Text: rom | Bild: lka

Lernen in Zeiten von Corona

Am Freitag kommt die Hiobsbotschaft. Es ist definitiv. Ab nächster Woche bleiben die Schulen geschlossen. Verunsicherung. Fragen. Was bedeutet das? Für die Schüler*innen und für mich als Lehrer?

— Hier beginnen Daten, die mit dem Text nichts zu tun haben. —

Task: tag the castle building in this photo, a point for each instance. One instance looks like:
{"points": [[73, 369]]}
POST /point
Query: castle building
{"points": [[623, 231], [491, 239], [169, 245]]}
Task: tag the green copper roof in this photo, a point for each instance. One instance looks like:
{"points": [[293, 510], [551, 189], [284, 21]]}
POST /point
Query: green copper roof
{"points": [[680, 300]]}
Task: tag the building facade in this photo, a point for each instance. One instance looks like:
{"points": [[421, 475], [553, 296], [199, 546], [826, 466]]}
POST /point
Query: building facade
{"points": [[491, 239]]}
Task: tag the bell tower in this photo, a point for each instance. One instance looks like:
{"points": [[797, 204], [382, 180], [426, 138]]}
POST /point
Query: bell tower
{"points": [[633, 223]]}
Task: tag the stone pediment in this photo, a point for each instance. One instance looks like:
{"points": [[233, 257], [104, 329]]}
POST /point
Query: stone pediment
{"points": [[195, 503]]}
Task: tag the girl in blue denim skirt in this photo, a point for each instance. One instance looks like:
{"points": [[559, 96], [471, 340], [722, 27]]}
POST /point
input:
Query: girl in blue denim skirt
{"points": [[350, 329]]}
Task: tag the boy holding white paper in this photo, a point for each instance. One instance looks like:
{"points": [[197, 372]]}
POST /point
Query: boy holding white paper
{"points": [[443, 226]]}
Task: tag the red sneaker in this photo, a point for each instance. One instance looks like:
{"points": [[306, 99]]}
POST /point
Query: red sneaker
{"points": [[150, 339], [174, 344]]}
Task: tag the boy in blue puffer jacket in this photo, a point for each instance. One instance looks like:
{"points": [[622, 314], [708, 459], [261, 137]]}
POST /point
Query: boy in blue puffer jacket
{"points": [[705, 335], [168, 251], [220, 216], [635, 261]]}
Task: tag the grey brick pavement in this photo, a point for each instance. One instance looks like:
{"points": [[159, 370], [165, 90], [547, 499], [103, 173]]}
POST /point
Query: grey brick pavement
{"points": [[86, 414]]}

Fällt der Unterricht ganz aus?
Ein Wochenende lang wird auf unserem Lehrpersonen-Chat spekuliert. Dann ist Montagmorgen. Ansprache der Schulleitung im Foyer. Die Stühle stehen zwei Meter auseinander. Nicht alle Lehrpersonen sind da. Einige müssen schon ihre eigenen Kinder hüten. Andere bleiben vorsorglich zuhause, weil die Nase läuft. Ziel sei es, den Unterricht weiterzuführen. Es sei aber auch klar, dass das nicht von Anfang an perfekt laufen werde. Neuland für alle, bis jetzt ist die kleine Sekundarschule kaum digital unterwegs. Danach gibt es eine kurze Einführung in die Technik. Für das Unterrichtsmaterial steht nun eine Cloud zur Verfügung, mit Schüler*innen wird per E-Mail kommuniziert. Sehr rudimentär, keine ausgefeilte E-Learningplattform. Arbeitsaufträge, die Schüler*innen selbstständig und in Einzelarbeit zuhause erledigen können, müssen jeweils bis Mittwochabend hochgeladen werden. Ob ein solcher Unterricht irgendwie sinnvoll ist, diese Frage kann sich gerade niemand stellen. Alle sind damit beschäftig, ihre Unterlagen zu digitalisieren, Arbeitsaufträge zu formulieren.
Zwei Tage später. Gespräch im Bus. Zwei Eltern machen sich Sorgen um einen möglichen Bruch in der Bildungsbiografie ihrer Kinder. Sorgen um die zukünftigen Chancen für einen Abschluss. Ich stehe ein paar Schritte entfernt und höre mit einem Ohr zu. Wird hier nicht wieder einmal Ausbildung und Bildung verwechselt? Natürlich frage ich mich auch, was und wie die Kids nun lernen. So ohne genaue Anleitung und direkte Betreuung. Radikal offener Unterricht. Wann und wie gelernt wird, bestimmen die Lernenden selber. Keine Lehrperson, die durch den Stoff führt und gleich bei jedem Problemchen zu unterstützen versucht. Und diszipliniert. Auch Prüfungen, die klassischerweise das Lernen stark strukturieren, fallen weg. Der ganze Druck, die Angst vor Versagen und Abstieg, wenn nicht genug geleistet wird. Das Ganze ist schon fast ein Sozialexperiment. Ein bisschen Montessori.
Doch irgendwie passt diese Form des Lehrens und Lernens auch in die kalte neoliberale Welt. Zwischenmenschliches wird abgebaut. Jede*r ist ein*e Einzelkämpfer*in. Eigenverantwortung. Selbsterziehung. Gelernt werden gerade auch «Kompetenzen wie Anpassungsfähigkeit, Selbstorganisation, Selbstdisziplinierung», die im neoliberalen globalen Kapitalismus gefragt sind. Weg fallen kollektive Lernprozesse und grösstenteils auch der Dialog als notwendige Voraussetzung für Erkenntnis.
Nachdem nun der erste Stress, der mit der unerwarteten und plötzlichen Umstellung des Unterrichts und den technischen Herausforderungen einherging, vorbei ist, beginnt nun die Phase, in der wir Lehrpersonen unser Handeln in dieser Situation kritisch reflektieren müssen. Wir stehen nun vor der Möglichkeit, vieles auszuprobieren und manches nicht zu tun. Es ist nicht zu erwarten, dass nun das Ganze verändert wird, aber es gibt sicher Anknüpfungspunkte, in diesen Verhältnissen einiges anders zu machen. Und wenn die Schüler*innen selber ihre übliche Lernsituation als veränderbar und ihre Autonomie im Lernen erkennen, ist auch schon etwas gewonnen.